La scuola di Atene

La scuola di Atene

DIDATTICA E TECNOLOGIA

"Al fondo di molte delle iniziative ministeriali pare esserci la convinzione che le tecnologie siano portatrici di innovazione di per sé. Introduciamo in classe un tablet per ogni studente, una lavagna interattiva, delle risorse digitali, una connessione che permetta di accedere ad altre risorse open e magari a qualche forma di socialità di rete, ed ecco che la scuola si rinnova: l’importante è ridurre il ritardo rispetto al mondo circostante. Su temi così delicati, io credo che sarebbe lecito attendersi maggiore lucidità. Se si assolutizza il concetto della rispondenza tra fuori e dentro, la scuola a rigore serve a poco, perché non c’è niente di più allineato al mondo esterno del mondo stesso. Se invece la scuola deve continuare ad essere quel luogo “altro” nel quale accade qualcosa che ha a che fare con la didattica, allora non le si può chiedere, rispetto alle tecnologie, di arrendersi senza condizioni. L’introduzione di strumenti e tecnologie digitali in classe è auspicabile, ma bisogna essere in grado di mettere in gerarchia gli obiettivi e avere consapevolezza del contesto di riferimento.

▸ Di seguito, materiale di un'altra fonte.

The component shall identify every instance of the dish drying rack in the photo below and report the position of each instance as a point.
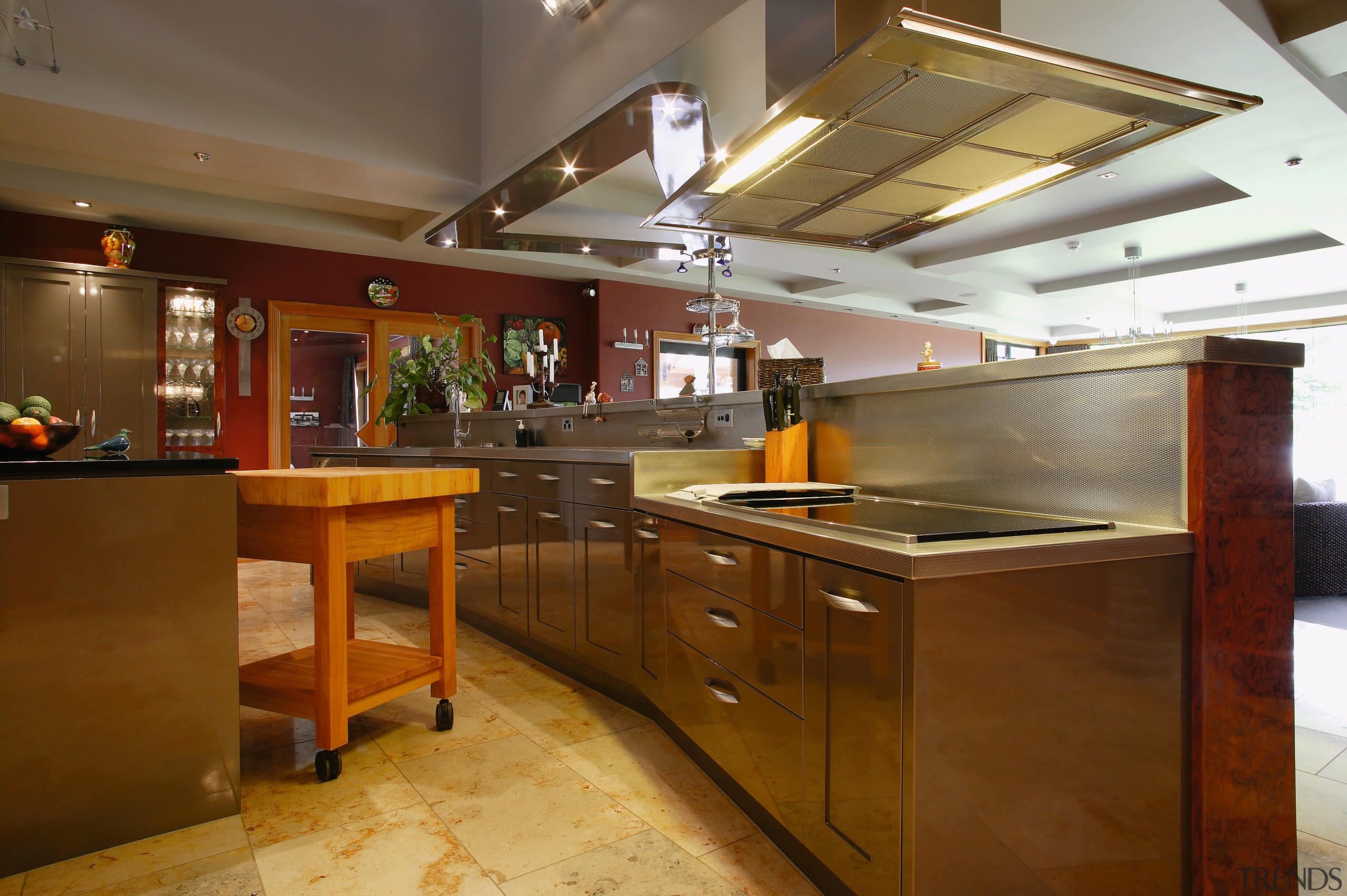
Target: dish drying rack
(675, 424)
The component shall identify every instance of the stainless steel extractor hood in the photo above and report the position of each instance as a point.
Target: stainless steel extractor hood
(926, 122)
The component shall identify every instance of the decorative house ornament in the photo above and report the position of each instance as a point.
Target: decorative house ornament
(118, 246)
(383, 293)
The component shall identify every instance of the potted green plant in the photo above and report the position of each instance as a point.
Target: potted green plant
(438, 366)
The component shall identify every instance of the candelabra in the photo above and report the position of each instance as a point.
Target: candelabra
(540, 366)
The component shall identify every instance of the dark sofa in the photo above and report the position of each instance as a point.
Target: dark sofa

L’ingresso del digitale, come di tutto il resto, deve essere subordinato a un progetto, al fondo del quale ci sarà la trasmissione e preservazione del paradigma culturale che ci rende quello che siamo (una tradizione, dunque), e anche, è lecito sperarlo, l’educazione a un dialogo critico con la tradizione e col mondo. Questo soprattutto se si intende il digitale in funzione non solo strumentale (e già sarebbe un obiettivo nobile e ambizioso), ma come leva per il rinnovamento dei metodi di insegnamento: un’altra, come si è detto, delle motivazioni a cui viene legata l’introduzione del digitale a scuola. È banale ma forse non inutile ripetere che l’innovazione nella didattica ha una curva diversa rispetto all’innovazione nella tecnologia. Si possono usare strumenti vecchi per fare cose nuove, e strumenti nuovi per fare cose vecchie. Proporre all’insegnante un testo in pdf da stampare o leggerlo su un eBook reader, mettere un test a risposta multipla sull’iPad o introdurre lo stesso contenuto in forma di gioco multimediale non significa necessariamente innovare la didattica. Ma un foglio e una penna sono sufficienti per impostare in classe un sofisticato modello di Problem based learning. Purtroppo oggi è più frequente il caso in cui la tecnologia, lasciata in mano ai tecnologi e non presidiata (o solo subita) dai didatti, contribuisce a reintrodurre in classe metodologie vecchie capziosamente rivestite di un’innovazione solo formale, modelli obsoleti di derivazione comportamentista, dinamiche biunivoche di insegnamento/apprendimento, la concezione di un sapere chiuso, nozionistico, non problematico."(D. Baldi, Doppiozero.com)

http://www.doppiozero.com/materiali/sala-insegnanti/scuola-digitale



"Indagini svolte negli Usa hanno mostrato che non ci sono sostanziali differenze nei risultati scolastici tra gruppi classe che usano portatili in classe rispetto a quelle che non lo fanno: le capacità di scrittura risultano lievemente inferiori tra gli studenti dotati di computer e lievemente migliori in matematica, ma solo tra allievi già competenti. Studi del 2010, e quindi con significativi cambiamenti nell'uso dei media digitale per diffusione e durata nel tempo, analizzano i risultati di 500 000 studenti del North Carolina tra quinta elementare e terza media, fascia di inizio massivo nell'uso di tecnologie: questi tendono a mostrare che l'accesso ai portatili e alla rete abbassa il rendimento scolastico. In più, si evidenzia un aumento del divario tra ‘ricchi’ e ‘poveri’ attraverso l'accesso a Internet: «i soggetti esaminati non hanno imparato di più grazie alla rete; al contrario, i giochi e i passatempi a disposizione li hanno fatti regredire». Significativo inoltre che una ricerca portoghese sull'uso di Internet nelle scuola, oltre a mostrare un peggioramento del rendimento scolastico proporzionale all'uso, abbia evidenziato un marcato effetto di genere: i maschi, che utilizzano la rete come passatempo più delle femmine, sarebbero più colpiti dall'effetto distrazione.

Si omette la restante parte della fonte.